WHY DOES THE COLLECTIVE CONTRACT MATTER?
(Underlined phrases in this article are links to further explanations of those terms)
Why Does Using The Collective Contract Matter So Much?
The Collective Contract controls the power that corporations get from the money you pay them. Why is controlling the power they get from your payments, such a big deal politically?
Think about the harm that is happening because people do not control the power they hand on, up the line, to corporations, moguls and financiers, whenever they pay cash at the till or digits through PayPal or via their credit card. When you do not use the Collective Contract, you are engaging in that power transfer and all the subsequent harm it causes.
It is all too easy to think that the problems near by and far away have nothing to do with the money we ourselves spend from day to day. Yet nothing could be further from the truth.
The money we spend in malls & high-streets, over the internet, at petrol stations; the money we put into banks or pay to insurance companies — collectively, these payments generate all of the severe problems we are facing — politically, environmentally, socially and economically.
Problems like the loss democracy, the erosion of civil liberties, the expansion of state surveillance, the installation of dictatorships around the world, the terrible poverty, deprivation, inequality, the lack of education, unfair wages and working conditions— and the almost unceasing wars — all of this is the result of our payments to corporations. Beyond the realm of political effects — the same small acts of payment are also responsible for the poisoning of the environment, the destruction of the natural climatic balance of the planet, and the loss of countless species.
“How can all this be coming from my spending money in shops?” I hear you ask.
It works like this. The money each of us pays in the course of our ordinary daily activities, ends up accumulating in corporations, to the tune of many many billions of dollars. This stuff you call money isn’t just paper, coins or digits — it is raw political power. So, if you believe when you donate this stuff at the petrol pump or in a bank, that you are just transferring paper money or coins, you are totally wrong. You are doing far more. What you are doing is generating political power in a political organization called a corporation.
This power is then used to create political agendas and policies. Examples in the recent past are the war in Iraq, the war in Vietnam, and a little further back — the American overthrow of democracy in Iran in 1953, at the behest of the major oil companies. This power-transfer into the corporations also produces a vast range other not so obvious effects, like militarization of the police, as we have seen in Ferguson USA, in Gezi in Turkey — and all around the world.
While this power you generate in the corporations may create wealth for a few, for short periods in some local areas of the globe, it also simultaneously creates lasting poverty across large areas, for far greater numbers. While a small number of people become hugely rich, the same empowerment of the corporations by your seemingly innocuous payments, produces catastrophic financial melt-downs, like the one we have all just been through. In fact — try this, go to any policy pursued by your government, that is harmful, and you will find a corporation or a group of corporations are behind it.
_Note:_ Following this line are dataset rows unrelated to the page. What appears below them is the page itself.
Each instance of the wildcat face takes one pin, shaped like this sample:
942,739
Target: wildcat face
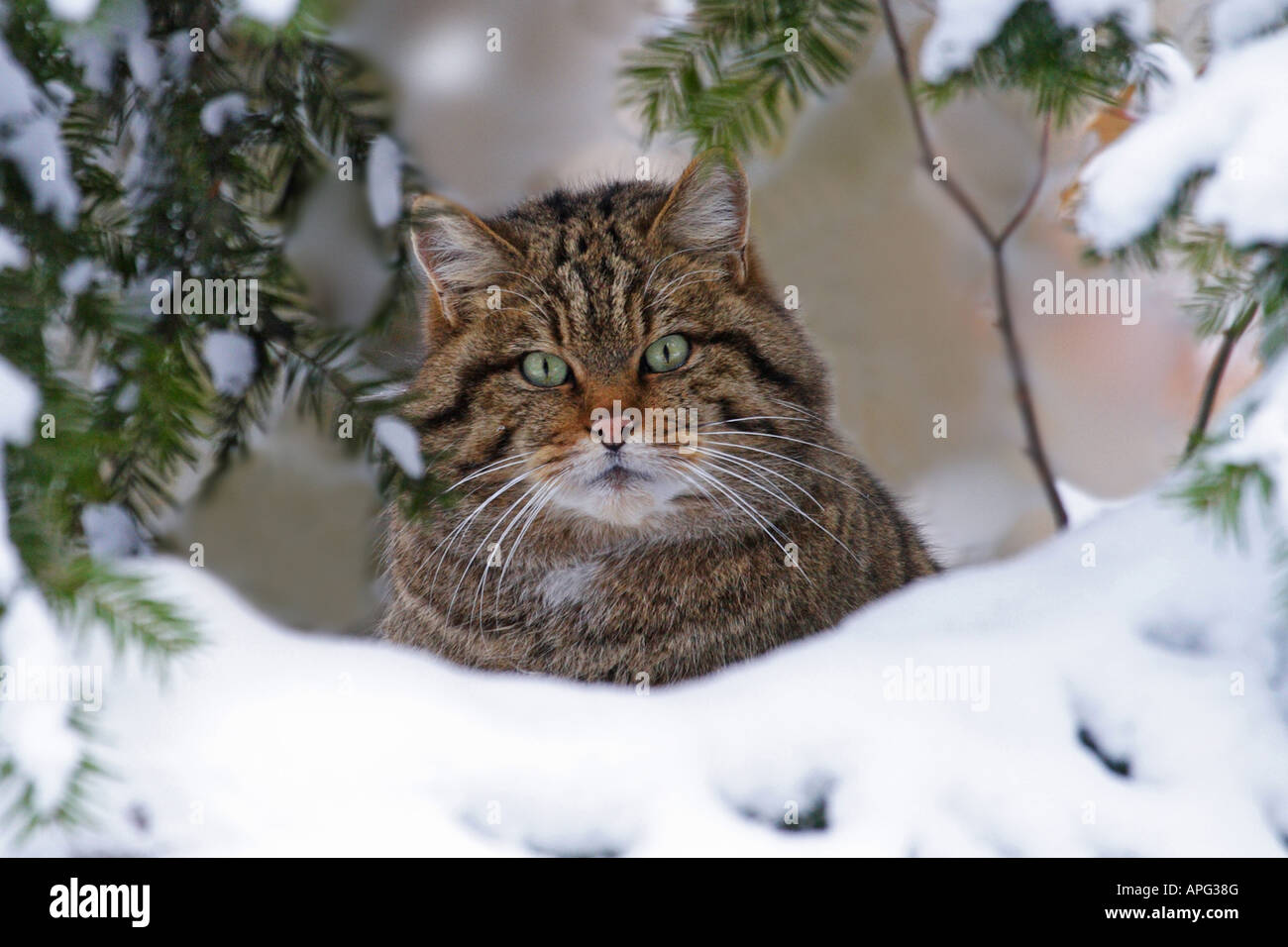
627,296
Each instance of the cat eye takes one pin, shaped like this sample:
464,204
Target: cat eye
668,354
544,368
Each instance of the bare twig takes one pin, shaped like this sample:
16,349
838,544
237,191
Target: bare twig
1231,338
996,244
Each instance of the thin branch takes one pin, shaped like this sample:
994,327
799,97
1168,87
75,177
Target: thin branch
996,243
1231,338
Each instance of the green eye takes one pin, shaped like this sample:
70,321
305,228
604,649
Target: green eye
668,354
544,368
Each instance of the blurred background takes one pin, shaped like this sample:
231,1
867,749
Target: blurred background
894,285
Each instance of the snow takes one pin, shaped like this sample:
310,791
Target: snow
271,12
18,405
962,27
384,180
33,146
1082,506
35,732
17,91
1233,120
231,357
1168,77
75,11
266,733
218,112
402,442
110,531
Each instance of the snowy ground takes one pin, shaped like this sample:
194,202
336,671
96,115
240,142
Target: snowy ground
274,742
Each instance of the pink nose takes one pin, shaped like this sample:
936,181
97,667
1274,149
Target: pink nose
610,431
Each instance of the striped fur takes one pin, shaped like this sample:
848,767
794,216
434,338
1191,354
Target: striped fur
683,565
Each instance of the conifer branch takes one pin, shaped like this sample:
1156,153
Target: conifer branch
996,245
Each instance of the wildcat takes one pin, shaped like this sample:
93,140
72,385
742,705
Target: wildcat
585,543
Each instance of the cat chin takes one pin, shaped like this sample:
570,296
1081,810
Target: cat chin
639,505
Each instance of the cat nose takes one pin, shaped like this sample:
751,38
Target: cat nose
612,433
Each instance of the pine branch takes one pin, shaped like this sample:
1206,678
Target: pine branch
729,75
996,244
1212,384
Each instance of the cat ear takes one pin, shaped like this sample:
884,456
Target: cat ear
707,208
458,252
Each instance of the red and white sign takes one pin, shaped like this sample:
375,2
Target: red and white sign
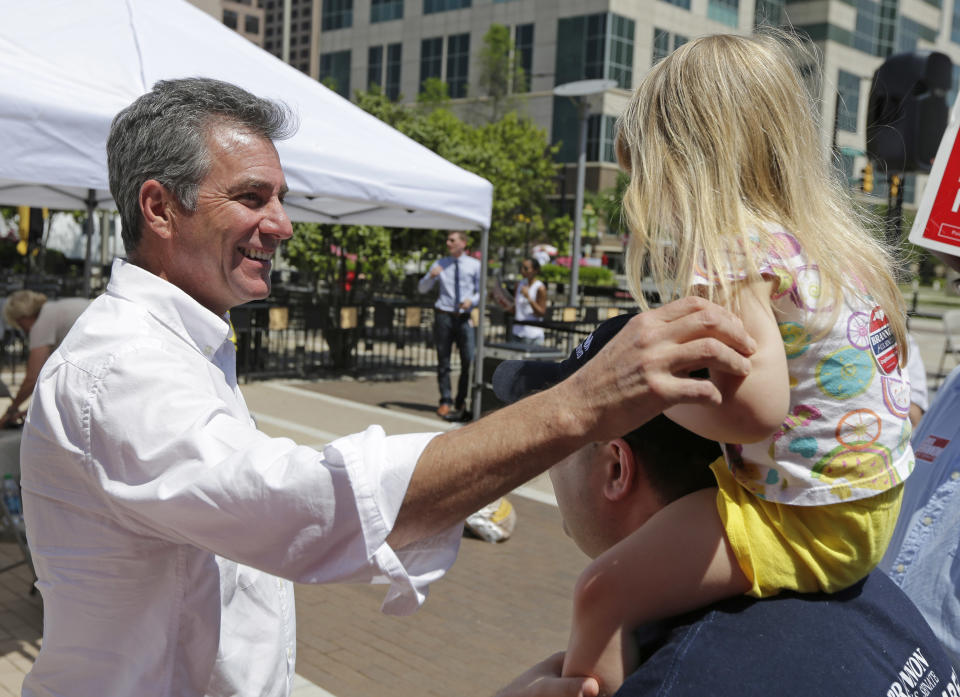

The truth is, we gave these corporations that power, when we paid for goods and services but we did not put any limit on how that political power could be used by them.
This problem, that money paid to corporations becomes unvoted political power, is a fundamental glitch in the democratic system. Elsewhere we have described this problem as ‘democracy’s missing link’. This missing link in democracy is the reason why no matter who you vote for, the policies they pursue in government always remain those of the dominant corporate interests. And its also the reason why well intended revolutions, like those we have seen in Egypt, always revert back to the situation, they had attempted to escape from.
If we control this non-consensual transfer of power into the corporations, all the problems that are caused by it, will stop. This is a really big deal politically and environmentally. Solving these political and environmental problems is about stopping what are already doing — but are blind to.
The way to stop this bleed of power into the corporations involves putting terms and conditions on how your money can be used by corporations. This is exactly what The Collective Contract does. This solves the problem at its source. This is why this solution is neat, so effective and so elegant. It stops it from ever becoming a problem.
If we do not stop the problem at source, we have deal with it, when it gets big — in the form of tyranny, climate change, corruption, pollution and war — and dealing with it when it has developed into these forms, means armies, violence, surveillance, torture. In short, it means untold suffering, loss, pain and misery for millions of people. And this is exactly what we see around us <in the world.
This is why The Collective Contract is so important. The price of not using it is climate change, war, oppression and untold suffering. Let’s stop funding that, shall we?